Everyone knows the easiest way for a first-time buyer to buy a home, is to already own a home. The Toronto Real Estate Board (TREB) published results from its annual buyer survey. The survey asks recent and intending buyers about their experience, and gives the industry insights into their behavior. Most of it was not all that surprising, except for the sources of down payment. Turns out, 1 in 10 dollars used for down payments from first-time buyers will come from equity in their current home. Uh… what?
First-Time Buyer Down Payments
First-time buyers are using a variety of down payment tools, all similar to existing homeowner. Survey respondents said 35% of down payment funds will come from savings outside of their RRSP. The second largest single source will be savings from within their RRSPs. That was followed by 17% of funds coming from gifts from generous family and friends. The last identifiable source is 10% from equity in their “current home.” The remaining 20% is a mystery meat assortment, categorized as “other.”

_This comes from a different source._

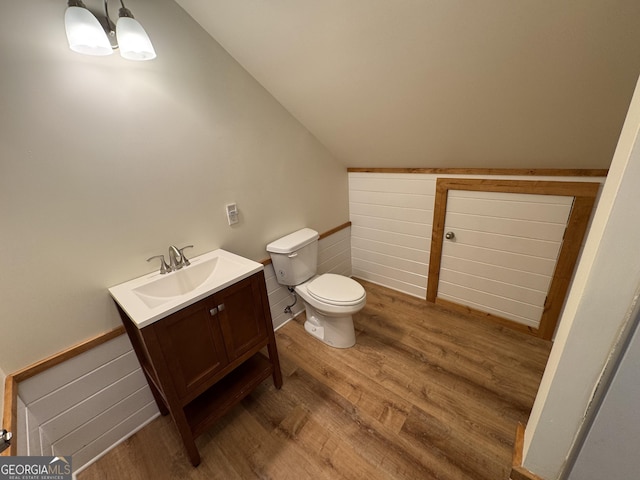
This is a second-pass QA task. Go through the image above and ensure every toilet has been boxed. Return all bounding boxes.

Source: TREB Annual Buyer Survey, Ipsos.
First-Time Buyers Have Home Equity?
Let’s ignore the mystery meat, gloss over generous friends, and jump into “equity from current home.” One in ten dollars used for a first-time buyer’s down payments is from equity in their current home? That’s weird because first-time buyers don’t have their own home to draw equity from. This implies they’ll be using equity from family or friends, or it’s not their first home.
Borrowing a down payment from friends and family isn’t against the rules, it’s just not very smart. Heck, some mortgage brokers even suggest it, while casually mentioning interest only sources of loans. The first problem is home equity is usually borrowed at a higher interest rate than mortgages. That can add up, especially if you’re on an interest only payment plan. More important, there’s less equity in a first-time buyer’s house than previously thought. It doesn’t exactly reflect the prudential lending environment narrative told.

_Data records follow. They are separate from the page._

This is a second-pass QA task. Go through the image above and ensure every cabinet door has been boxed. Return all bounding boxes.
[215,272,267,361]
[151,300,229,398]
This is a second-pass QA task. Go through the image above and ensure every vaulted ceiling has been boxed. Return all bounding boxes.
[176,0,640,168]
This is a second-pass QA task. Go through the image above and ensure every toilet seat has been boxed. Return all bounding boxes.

Not Actually First-Time Buyers?
The second most likely scenario is lying about being a first-time buyer. There’s a few reasons people do this, but most likely is to get first-time homeowner credit. Buying and flipping in a child or friend’s name, and claiming it’s their primary home is common. If they aren’t caught, they save a few bucks. Only problem is a whole lot of people actually do get caught.

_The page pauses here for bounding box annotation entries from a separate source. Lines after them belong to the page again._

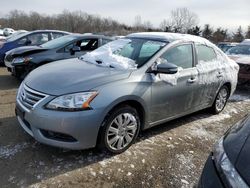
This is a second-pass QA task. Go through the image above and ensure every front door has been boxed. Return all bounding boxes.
[151,43,199,123]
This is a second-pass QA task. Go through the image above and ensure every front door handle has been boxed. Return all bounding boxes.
[217,72,223,78]
[188,78,196,84]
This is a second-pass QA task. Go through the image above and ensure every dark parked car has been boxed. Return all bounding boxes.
[0,30,70,65]
[5,34,113,79]
[198,114,250,188]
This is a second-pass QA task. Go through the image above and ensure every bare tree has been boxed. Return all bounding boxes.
[245,26,250,39]
[233,26,244,42]
[169,8,199,33]
[202,24,213,40]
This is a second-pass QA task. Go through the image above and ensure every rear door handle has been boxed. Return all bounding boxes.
[217,72,223,78]
[188,78,196,83]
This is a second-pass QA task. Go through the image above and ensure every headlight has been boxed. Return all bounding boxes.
[213,138,249,188]
[12,57,32,64]
[46,91,98,111]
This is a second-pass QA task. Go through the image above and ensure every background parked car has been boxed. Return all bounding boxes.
[198,115,250,188]
[16,32,239,153]
[3,28,15,37]
[5,34,113,79]
[217,42,239,52]
[0,29,6,42]
[227,41,250,84]
[0,30,70,65]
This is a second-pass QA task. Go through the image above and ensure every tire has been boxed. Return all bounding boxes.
[99,106,141,154]
[211,85,229,114]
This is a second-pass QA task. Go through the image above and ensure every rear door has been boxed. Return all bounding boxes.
[151,43,199,122]
[195,44,223,108]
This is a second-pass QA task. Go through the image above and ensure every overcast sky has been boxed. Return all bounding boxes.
[0,0,250,30]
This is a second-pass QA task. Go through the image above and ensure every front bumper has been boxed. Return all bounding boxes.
[198,155,225,188]
[16,96,103,150]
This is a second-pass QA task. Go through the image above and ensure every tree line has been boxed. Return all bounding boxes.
[0,8,250,43]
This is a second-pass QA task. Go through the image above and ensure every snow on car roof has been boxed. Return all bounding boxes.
[127,32,212,45]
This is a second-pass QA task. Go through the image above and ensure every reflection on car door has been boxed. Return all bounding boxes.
[195,44,224,108]
[151,43,199,123]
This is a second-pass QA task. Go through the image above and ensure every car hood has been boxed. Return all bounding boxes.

The Canada Revenue Agency (CRA) has begun cracking down on real estate tax evasion. From April 2015 to September 2016, the agency recovered over $210 million in Ontario alone. Those funds came from people lying about sources, flipping, capital gains, HST, and improper declaration of rebates… like the first-time buyer credit. It’s common to lie about real estate to save some taxes, but it’s expensive and not very smart.
When the incentive to buy real estate is high, people take risks that aren’t necessarily logical. Sometimes those risks pay off, and sometimes they don’t. Either way, a very small number of people are making risky moves in this market. The question risk experts need to ask is how much longer can people continue to take these risks.